Diagnose: Bei gleichzeitigem Bestehen eines Asthma bronchiale und vaskulitischen Symptomen sollte immer eine Biopsie zur Diagnosesicherung durchgeführt werden:

→ I: Labor:

→ 1) Deutliche BSG- und CRP-Erhöhung.

→ 2) Leukozytose bis 60000/µl ist möglich.

→ 3) Nachweis einer hochgradigen Eosinophilie (5000-20000/µl), eines erhöhten IgE-Serumspiegels sowie des Rheumafaktors; evtl. besteht auch eine Anämie.

→ 4) In 60% der Fälle Nachweis von ANCA, meist vom pANCA-Typ  (Ziel-AG ist die Myeloperoxidase)

→ 5) In der aktiven Phase kommt es zum vermehrten Auftreten von Interleukin-2-Rezeptoren, IgE-haltigen zirkulierenden Antikörper (Eotaxin-3), Gesamt-IgE und IgE-Ablagerungen in den betroffenen Gefäßen.

II: Lunge: Lungenfunktionstest, Röntgen-Thorax, CT, evtl. bronchoalveoläre Lavage mit Nachweis einer eosinophilen Alveolitis.

→ III: Histologie: Histopathologisch manifestiert sich eine ausgeprägte Eosinophilie sowie die Formation kleiner nekrotisierender Granulome in Gefäßnähe.

IV: Um die Diagnose Churg-Strauss-Syndrom zu stellen, müssen nach den ACR-Kriterien mindestens 4 von 6 Parameter zutreffen. Die ACR-Kriterien weisen eine hohe Sensitivität (> 95%) und Spezifität (99%) auf.
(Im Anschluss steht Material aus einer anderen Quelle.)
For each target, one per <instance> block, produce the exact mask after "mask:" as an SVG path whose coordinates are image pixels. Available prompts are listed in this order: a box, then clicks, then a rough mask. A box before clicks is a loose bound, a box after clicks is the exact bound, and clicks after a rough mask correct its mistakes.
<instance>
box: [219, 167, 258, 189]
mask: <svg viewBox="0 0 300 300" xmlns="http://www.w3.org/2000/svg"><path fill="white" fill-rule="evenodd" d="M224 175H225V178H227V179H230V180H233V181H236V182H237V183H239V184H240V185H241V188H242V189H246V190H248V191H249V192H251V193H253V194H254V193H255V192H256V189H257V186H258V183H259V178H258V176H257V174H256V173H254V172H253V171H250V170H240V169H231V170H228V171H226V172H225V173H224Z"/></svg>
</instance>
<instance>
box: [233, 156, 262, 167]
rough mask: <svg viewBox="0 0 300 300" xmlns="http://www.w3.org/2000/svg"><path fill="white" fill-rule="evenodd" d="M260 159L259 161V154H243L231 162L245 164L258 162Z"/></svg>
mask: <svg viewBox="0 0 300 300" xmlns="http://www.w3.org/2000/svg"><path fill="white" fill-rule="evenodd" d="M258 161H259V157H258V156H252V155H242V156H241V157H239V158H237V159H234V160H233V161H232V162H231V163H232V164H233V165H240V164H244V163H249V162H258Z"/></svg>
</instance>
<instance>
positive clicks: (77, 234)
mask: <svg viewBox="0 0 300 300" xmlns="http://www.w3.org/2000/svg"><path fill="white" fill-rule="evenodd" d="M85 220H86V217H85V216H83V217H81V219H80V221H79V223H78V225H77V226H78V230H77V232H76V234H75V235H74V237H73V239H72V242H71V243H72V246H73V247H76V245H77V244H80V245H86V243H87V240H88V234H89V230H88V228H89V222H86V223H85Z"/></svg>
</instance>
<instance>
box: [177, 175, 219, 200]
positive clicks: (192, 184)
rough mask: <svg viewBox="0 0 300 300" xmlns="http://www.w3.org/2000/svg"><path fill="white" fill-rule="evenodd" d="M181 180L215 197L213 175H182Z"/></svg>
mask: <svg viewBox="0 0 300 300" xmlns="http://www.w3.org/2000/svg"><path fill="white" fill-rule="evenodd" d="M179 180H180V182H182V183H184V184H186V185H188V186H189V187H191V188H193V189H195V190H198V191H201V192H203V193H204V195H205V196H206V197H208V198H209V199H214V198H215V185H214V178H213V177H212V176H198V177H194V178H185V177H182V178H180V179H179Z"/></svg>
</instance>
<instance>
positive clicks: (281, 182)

 619 Diagnose des Churg Strauss Syndroms anhand der ACR Kriterien

 

Differenzialdiagnose: Vom Churg-Strauss-Syndrom müssen insbesondere nachfolgende Erkrankungen abgegrenzt werden:

→ I: Hypereosinophilie-Syndrom,

→ II: Wegener-Granulomatose (Abb.: Klassifikation der Vaskulitiden).

→ III: Medikamentös induziertes Churg-Strauss-Syndrom durch die Einnahme eines Leukotrien-Rezeptor-Antagonisten wie Montelukast.

 

Therapie: Die Therapie des Churg-Strauss-Syndroms ist eine organ- und symptomorientierte, medikamentöse Behandlung.

→ I: Prednisolon mit einer Dosis von 1mg/kgKG/d wird zur Behandlung der asthmatischen Symptome eingesetzt. Bei kortikoidresistentem Asthma wird Interferon Alpha appliziert.

→ II: Bei schweren progressiven Krankheitsverläufen ist die Applikation von Cyclophosphamid indiziert.

→ III: Zur Remissionerhaltung wird Cyclophosphamid durch Immunsupressiva wie Azathioprin oder Methotrexat ersetzt.

 

Prognose:  Die Prognose ist deutlich günstiger als bei der Polyarteriitis nodosa, da das Churg-Strauss-Syndrom in der Regel sehr gut auf Kortikoide anspricht. Bei optimaler Therapie liegt die 5-Jahresüberlebenszeit > 80%; häufigste Todesursachen sind Herzinfarkt und Herzversagen.